Nonetheless, the retailer during the quarter made progress in its three-year turnaround plan, which it initially announced last October.
Bed Bath & Beyond repurchased 3 million shares during the quarter and is about 20% through its share repurchase program. It also remodeled 70 stores in the period, partnered with Ryder to modernize its supply chain and launched six of the eight owned brands it plans to roll out by February.
To the latter point, the retailer said it has exceeded its private label penetration goal for the fiscal year, with the brands performing even better within the retailer's recent remodeled stores. The company is on track to launch two more private labels in Q3.
"As always with turnarounds, our paths will be dynamic, but we're confident and committed to our three-year goals and beyond. Our foundation is strong strategically, operationally and financially," Tritton said. "With our strategy in play and the hard learnings from Q2, we are well positioned to continue delivering on our transformation. We have the plan, the team and the capital to unlock our potential."

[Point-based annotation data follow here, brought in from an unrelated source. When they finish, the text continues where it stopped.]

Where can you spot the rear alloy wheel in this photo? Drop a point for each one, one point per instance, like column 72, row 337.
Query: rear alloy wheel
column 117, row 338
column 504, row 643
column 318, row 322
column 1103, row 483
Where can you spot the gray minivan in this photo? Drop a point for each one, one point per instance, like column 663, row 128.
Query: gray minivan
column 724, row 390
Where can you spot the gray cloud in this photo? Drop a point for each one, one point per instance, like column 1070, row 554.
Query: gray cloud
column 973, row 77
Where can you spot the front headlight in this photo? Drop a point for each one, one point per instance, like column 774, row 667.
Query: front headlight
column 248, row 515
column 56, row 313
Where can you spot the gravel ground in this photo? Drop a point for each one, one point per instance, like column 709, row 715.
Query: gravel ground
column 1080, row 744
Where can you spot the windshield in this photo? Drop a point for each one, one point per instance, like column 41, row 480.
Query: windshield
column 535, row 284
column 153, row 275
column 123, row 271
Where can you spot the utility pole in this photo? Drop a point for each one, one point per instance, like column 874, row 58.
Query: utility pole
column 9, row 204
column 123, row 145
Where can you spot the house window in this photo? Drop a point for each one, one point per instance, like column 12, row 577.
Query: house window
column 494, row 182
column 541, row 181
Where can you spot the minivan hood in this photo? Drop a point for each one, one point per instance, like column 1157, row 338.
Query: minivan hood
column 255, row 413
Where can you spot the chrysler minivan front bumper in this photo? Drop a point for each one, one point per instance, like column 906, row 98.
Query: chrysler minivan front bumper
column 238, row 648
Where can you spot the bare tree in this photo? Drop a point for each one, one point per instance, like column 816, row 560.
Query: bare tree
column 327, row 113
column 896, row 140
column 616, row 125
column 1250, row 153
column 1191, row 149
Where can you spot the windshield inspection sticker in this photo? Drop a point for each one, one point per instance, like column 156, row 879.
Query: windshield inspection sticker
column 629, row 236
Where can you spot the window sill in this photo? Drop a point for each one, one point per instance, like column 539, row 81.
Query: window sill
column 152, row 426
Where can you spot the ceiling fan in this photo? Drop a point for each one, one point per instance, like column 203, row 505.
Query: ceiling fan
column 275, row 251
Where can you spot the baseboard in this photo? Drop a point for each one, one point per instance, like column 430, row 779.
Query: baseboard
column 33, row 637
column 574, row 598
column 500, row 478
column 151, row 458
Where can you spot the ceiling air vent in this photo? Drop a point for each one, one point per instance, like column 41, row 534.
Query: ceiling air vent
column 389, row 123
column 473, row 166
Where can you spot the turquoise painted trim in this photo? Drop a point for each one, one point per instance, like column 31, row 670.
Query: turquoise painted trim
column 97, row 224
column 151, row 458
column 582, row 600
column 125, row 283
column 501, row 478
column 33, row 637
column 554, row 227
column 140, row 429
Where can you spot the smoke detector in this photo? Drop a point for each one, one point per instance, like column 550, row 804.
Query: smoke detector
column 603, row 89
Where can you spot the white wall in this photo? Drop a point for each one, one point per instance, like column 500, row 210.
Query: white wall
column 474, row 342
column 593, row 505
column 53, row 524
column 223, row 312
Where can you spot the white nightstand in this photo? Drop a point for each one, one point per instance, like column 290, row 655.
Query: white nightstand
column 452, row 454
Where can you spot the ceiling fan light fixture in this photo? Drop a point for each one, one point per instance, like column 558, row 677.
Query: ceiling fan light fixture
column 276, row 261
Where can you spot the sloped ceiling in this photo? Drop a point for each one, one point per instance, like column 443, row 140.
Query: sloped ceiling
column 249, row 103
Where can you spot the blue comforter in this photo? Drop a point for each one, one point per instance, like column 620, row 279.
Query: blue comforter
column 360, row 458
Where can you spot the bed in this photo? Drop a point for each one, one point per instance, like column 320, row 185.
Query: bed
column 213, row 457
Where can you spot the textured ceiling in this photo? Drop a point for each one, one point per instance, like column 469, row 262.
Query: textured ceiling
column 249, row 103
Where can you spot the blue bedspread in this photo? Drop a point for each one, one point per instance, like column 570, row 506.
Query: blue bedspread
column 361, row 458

As a result of its performance from the first half of the year, Bed Bath & Beyond adjusted its guidance for the third quarter and fiscal year. The retailer now expects net sales to be between $1.96 billion and $2 billion in the third quarter, which includes Black Friday, and gross margin between 34% and 35%. For the full year, Bed Bath & Beyond expects net sales to be between $8.1 billion and $8.3 billion, down from previous projections of between $8.2 billion and $8.4 billion.